With Senate 'fixes' bill, GOP sees last chance to change health-care reform
Hours after President Obama signed sweeping health-care legislation into law Tuesday, the Senate began a debate on another piece of the package, giving Republicans one last chance to alter the bill before it begins to transform insurance coverage for millions of Americans.
In the short term, GOP senators are aiming to gut the "fixes" package, a 150-page addendum to the new health-care law.
Because the fixes bill was written under special budget reconciliation rules, it cannot be filibustered. But Republicans vowed to take full advantage of their right to offer unlimited amendments, intending to sabotage the package and create turmoil among Democrats who are counting on its passage.
Republicans also launched a broader campaign to "repeal and replace" the new law, an initiative aimed at wooing voters in this fall’s midterm elections. The pledge was quickly endorsed by GOP candidates including Carly Fiorina, who is challenging Sen. Barbara Boxer (D) in California, and Jane Norton, who is seeking to unseat Sen. Michael Bennet (D) in Colorado.
"You’re going to see this become, I think, one of the signature issues in the November 2010 election," said Sen. John Cornyn (Tex.), who is leading the drive to elect more GOP senators as chairman of the National Republican Senatorial Committee.
Under reconciliation rules, the Senate will debate the fixes bill for 20 hours, then hold rapid-fire votes on amendments. That phase, being called a vote-a-rama, could begin as soon as Wednesday night and is likely to end sometime Friday, aides from both parties said, although Majority Leader Harry M. Reid (D-Nev.) has suggested that the Senate could finish Thursday night.
Republicans have two goals this week: to use reconciliation rules to strike sections of the package and to offer amendments that prove impossible for Democrats to resist. If the fixes bill is changed in any way, it must return to the House for another vote. House members insisted on the bill as a condition of their passing the Senate’s health-care bill, and Speaker Nancy Pelosi (D-Calif.) is expected to keep the chamber in session until Friday in case additional action is necessary. Congress is scheduled to recess for two weeks starting this weekend.
Senate Democrats have scoured the bill for possible rules violations and say they see only a few minor areas of potential vulnerability. Budget Committee Chairman Kent Conrad (D-N.D.) said Tuesday that he is "highly confident" that the measure can survive even those challenges, adding: "We have spent an extraordinary amount of time going over this."
Democrats claimed an important victory late Monday when Senate parliamentarian Alan Frumin rejected the most significant Republican challenge. Sen. Judd Gregg (N.H.) had argued that the measure should be stripped of its reconciliation status — effectively killing the bill — because provisions related to a new tax on high-cost health insurance policies would adversely impact the Social Security trust fund.
Democrats countered that the impact is indirect, and in an e-mail to budget aides from both parties, Frumin said that the challenge "is not well taken."
The reconciliation bill aims to change numerous provisions in the health-care law. Tax credits for people to buy insurance would be made somewhat more generous, particularly for lower-income Americans, and states would receive more federal funding to make Medicaid available to everyone who earns less than 133 percent of the federal poverty level.
The fixes bill would offer a $250 rebate this year to seniors who fall into the "doughnut hole" coverage gap in the Medicare prescription drug benefit, and it would close that gap by 2020.
It would cut an additional $60 billion from Medicare, bringing total cuts to the program to more than $500 billion over the next 10 years. And it would delay a tax on high-cost insurance polices until 2018, replacing the lost revenue by imposing the Medicare payroll tax on investment income for families earning more than $250,000 a year.
As debate on the fixes unfolded on the Senate floor, both parties sought to capitalize politically on the passage of the health-care overhaul.
Democrats circulated data from a new Gallup/USA Today poll that suggested public opinion on the legislation had started to shift in their favor.
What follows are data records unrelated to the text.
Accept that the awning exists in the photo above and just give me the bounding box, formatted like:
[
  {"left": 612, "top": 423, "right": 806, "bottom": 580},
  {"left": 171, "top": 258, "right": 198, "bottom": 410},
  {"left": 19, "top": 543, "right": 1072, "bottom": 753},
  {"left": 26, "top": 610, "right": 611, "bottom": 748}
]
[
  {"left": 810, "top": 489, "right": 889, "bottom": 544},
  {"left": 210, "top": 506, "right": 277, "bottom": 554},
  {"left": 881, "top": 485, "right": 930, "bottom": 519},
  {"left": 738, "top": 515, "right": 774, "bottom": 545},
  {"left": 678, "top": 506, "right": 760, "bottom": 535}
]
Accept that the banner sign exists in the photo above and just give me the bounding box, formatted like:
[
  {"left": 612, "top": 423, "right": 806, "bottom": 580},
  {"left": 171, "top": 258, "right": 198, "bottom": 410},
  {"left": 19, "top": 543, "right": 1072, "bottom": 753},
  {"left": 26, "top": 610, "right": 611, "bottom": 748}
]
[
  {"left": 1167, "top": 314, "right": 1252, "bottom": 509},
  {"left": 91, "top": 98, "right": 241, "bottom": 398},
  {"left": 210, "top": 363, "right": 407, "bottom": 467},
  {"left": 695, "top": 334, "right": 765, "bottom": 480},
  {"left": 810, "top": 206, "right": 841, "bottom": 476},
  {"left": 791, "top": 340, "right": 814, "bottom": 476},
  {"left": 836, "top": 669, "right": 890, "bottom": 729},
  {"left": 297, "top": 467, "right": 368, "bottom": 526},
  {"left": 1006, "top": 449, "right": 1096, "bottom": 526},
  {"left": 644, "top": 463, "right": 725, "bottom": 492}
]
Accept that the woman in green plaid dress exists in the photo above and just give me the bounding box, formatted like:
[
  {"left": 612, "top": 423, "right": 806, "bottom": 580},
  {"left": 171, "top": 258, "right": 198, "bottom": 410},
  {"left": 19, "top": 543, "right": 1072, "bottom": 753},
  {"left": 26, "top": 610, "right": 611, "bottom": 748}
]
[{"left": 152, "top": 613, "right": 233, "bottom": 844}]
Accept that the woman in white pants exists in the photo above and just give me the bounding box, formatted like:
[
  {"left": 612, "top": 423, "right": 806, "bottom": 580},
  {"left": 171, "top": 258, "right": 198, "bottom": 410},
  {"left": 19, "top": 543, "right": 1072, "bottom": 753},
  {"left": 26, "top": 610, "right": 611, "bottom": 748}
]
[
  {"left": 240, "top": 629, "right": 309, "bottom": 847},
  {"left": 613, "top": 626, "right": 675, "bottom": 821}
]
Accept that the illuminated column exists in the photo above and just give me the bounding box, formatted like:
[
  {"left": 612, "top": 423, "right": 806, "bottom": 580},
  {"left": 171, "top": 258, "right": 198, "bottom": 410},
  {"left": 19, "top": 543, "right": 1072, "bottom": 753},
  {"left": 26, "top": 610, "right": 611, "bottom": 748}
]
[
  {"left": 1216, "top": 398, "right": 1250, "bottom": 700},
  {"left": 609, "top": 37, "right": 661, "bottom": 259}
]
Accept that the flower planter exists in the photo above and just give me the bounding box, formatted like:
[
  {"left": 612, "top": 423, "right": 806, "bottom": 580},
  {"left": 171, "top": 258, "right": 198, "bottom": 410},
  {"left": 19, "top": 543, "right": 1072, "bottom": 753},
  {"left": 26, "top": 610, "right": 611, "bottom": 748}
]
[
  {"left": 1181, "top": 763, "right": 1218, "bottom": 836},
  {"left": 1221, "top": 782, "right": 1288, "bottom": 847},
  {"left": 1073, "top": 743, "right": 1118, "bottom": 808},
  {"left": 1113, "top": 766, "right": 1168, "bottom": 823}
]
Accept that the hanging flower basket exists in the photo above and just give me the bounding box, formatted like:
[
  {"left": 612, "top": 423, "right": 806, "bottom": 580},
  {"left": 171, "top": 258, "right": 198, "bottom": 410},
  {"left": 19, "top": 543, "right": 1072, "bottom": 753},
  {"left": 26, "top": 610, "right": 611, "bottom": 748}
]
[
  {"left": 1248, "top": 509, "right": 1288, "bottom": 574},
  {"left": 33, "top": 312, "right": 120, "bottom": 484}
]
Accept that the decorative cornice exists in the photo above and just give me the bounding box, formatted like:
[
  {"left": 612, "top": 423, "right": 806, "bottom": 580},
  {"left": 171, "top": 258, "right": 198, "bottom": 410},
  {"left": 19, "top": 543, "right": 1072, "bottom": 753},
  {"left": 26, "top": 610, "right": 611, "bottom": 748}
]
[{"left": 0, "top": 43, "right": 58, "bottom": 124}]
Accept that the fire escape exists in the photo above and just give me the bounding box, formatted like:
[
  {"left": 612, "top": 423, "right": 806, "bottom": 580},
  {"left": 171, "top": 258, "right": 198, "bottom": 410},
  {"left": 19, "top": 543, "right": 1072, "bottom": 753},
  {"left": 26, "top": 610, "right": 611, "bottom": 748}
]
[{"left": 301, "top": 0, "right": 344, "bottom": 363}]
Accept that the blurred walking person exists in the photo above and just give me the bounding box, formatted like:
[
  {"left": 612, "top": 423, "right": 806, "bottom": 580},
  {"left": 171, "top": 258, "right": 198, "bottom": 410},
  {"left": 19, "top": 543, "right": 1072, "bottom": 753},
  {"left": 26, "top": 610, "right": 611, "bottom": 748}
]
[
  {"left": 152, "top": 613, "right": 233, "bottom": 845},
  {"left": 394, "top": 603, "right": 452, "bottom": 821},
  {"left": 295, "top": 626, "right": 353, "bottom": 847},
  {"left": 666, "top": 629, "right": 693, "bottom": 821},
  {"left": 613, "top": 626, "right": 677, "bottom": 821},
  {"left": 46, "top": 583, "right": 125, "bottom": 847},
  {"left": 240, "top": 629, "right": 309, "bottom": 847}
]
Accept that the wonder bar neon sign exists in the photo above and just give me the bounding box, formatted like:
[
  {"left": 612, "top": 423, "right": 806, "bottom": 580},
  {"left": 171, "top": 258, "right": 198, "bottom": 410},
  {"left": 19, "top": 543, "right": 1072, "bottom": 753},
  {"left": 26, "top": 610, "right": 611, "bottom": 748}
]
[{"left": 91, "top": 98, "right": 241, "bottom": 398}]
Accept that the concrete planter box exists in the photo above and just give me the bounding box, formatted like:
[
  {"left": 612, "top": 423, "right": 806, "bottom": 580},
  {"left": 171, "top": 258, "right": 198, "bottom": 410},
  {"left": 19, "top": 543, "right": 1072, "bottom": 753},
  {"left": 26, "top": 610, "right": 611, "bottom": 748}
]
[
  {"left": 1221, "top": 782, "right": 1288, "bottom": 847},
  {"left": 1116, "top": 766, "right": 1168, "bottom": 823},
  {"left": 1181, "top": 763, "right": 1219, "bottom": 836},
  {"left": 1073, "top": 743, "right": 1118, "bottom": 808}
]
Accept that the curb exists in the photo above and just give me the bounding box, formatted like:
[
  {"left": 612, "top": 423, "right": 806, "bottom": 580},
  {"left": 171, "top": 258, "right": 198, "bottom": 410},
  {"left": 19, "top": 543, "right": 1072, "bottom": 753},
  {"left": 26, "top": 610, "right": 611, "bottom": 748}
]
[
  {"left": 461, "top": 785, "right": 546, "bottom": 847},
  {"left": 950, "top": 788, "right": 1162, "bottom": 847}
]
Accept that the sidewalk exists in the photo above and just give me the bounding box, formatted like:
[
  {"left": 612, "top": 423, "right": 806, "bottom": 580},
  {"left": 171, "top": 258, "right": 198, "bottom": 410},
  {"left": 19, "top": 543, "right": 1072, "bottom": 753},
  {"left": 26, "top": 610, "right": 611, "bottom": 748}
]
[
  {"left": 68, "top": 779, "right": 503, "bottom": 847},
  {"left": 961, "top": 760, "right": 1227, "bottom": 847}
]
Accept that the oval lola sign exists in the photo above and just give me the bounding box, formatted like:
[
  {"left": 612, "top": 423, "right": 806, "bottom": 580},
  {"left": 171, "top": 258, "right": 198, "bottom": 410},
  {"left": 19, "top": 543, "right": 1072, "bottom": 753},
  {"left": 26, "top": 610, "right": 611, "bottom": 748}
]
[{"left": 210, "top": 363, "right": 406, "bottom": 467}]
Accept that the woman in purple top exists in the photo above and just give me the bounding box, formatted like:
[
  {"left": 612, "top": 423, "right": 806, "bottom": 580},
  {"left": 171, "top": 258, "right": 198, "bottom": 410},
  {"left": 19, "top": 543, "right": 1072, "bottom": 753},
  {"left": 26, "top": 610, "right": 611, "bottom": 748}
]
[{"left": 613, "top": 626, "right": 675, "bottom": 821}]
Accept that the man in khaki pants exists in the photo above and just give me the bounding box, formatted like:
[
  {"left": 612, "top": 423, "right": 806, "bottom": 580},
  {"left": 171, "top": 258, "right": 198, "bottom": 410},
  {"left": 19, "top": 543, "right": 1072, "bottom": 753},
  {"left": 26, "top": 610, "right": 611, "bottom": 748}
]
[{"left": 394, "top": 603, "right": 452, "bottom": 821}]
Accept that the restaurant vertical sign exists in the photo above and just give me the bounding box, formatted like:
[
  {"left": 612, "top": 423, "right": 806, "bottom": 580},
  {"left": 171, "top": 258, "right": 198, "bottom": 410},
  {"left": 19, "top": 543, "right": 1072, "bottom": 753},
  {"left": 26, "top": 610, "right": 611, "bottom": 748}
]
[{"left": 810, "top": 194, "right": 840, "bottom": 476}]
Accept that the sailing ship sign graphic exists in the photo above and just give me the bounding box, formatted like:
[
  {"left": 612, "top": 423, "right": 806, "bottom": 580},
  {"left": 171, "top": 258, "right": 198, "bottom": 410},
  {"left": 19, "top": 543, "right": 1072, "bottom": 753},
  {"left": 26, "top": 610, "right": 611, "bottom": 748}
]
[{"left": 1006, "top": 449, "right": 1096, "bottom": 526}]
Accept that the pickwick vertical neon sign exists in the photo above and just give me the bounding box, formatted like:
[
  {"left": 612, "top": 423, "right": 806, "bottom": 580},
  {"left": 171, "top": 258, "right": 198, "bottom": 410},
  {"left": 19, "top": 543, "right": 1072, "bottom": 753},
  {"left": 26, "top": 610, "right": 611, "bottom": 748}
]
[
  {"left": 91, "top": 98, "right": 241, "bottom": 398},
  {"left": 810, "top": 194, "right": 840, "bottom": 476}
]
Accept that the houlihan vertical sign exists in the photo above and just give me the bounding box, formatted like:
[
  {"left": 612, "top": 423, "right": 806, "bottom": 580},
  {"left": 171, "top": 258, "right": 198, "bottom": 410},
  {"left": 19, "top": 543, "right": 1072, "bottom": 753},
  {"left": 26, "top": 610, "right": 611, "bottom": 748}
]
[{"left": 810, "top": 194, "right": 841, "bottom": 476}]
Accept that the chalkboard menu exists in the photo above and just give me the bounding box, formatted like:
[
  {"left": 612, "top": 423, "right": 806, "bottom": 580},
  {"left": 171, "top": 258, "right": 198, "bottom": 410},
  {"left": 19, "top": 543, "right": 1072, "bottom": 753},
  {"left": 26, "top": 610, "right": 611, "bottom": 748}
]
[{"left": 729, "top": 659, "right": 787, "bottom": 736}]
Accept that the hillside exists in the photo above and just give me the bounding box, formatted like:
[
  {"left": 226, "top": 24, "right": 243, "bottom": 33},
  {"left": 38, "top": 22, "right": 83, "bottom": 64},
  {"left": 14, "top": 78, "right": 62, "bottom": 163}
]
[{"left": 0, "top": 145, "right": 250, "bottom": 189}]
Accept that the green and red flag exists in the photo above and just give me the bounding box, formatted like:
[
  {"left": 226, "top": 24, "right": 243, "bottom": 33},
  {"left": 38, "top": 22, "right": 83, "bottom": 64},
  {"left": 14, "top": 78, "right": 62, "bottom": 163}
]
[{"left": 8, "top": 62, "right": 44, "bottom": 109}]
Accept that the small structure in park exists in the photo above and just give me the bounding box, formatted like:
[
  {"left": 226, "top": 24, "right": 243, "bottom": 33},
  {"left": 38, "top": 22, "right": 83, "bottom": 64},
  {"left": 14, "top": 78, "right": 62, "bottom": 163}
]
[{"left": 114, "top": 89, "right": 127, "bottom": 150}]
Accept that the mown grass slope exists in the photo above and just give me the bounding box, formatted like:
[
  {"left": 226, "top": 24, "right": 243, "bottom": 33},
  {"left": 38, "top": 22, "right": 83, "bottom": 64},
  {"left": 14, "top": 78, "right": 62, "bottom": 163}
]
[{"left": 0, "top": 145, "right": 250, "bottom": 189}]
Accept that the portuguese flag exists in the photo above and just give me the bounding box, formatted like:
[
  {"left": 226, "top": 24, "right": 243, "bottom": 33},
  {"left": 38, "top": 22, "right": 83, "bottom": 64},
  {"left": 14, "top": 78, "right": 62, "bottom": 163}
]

But Republicans were just as convinced that voters would reject the effort, and they noted that, by Tuesday evening, the Republican National Committee had raised more than $1.1 million through its "Fire Nancy Pelosi" fundraising drive.
After a year in which the GOP presented seemingly every conceivable obstacle to passing a health-care bill, the pledge to "replace" the law is a new twist — and a political assessment that voters may not be content with the status quo.
"No one that I know in the Republican conference in the Senate believes that no action is appropriate," said Senate Minority Leader Mitch McConnell (R-Ky.). "We all think there are things that should be done."